73. El Nuevo Coyote. Undated. Pictorial game, full sheet, printed on recto, maize paper. Zinc etching: Pictorial vignettes surround six squares intersected by diagonal lines, diamond at center with coyote eating a lamb, twelve circles below with chickens, elaborate border with wells, cactus, etc. Signed in print: Posada. 34.0 x 25.2 cm. Very fine and unusual.
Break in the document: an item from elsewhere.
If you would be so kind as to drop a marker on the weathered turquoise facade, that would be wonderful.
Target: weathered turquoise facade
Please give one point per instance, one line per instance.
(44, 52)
74. Nuevo oraculo del siglo XX [No. 58]. 1902. Pictorial prognosticator, full sheet, printed on recto and verso, buff paper. Three illustrations: (1) Type-metal engraving: 99 numbered quarter-size circles with italic text, square at middle with 9 dime-size numbered circles intersected with diagonals forming diamonds and triangles that are numbered, all on a background with myriad small illustrations (scorpion, hats, butterflies, dice, sacred heart, guitarist, watches, sun, moon, hourglass, cactus, owl, devil, lizard, etc.). Unsigned. 33.6 x 25.3 cm. (2) Zinc etching of calaveras (including a photographer), playing cards, dice. Unsigned. 13.0 x 3.2 cm. (3) Zinc etching. Calaveras (including barkeeper and artist), watch, playing cards. Unsigned. 13.0 x 3.2 cm. Split at folds where formerly folded (a few minor losses), lightly stained, marginal chipping.
75. Nuevos versos de Elvira de la Horma de su Zapato [No. 80]. 1903. Pictorial broadside verse, half sheet, printed on recto and verso, maize paper. 2 zinc etchings: (1) Lively dance scene, the central figure of which is a charrita slightly lifting her skirts and pointing her dainty shoes, while men with sombreros look on and one points. Two men are fighting at right. Unsigned. 7.8 x 12.8 cm. (2) Couple dancing and man playing harp in background. Unsigned. 5.6 x 4.7 cm. Hole and stain at top left (hole in blank margin, and stain only affecting a bit of border).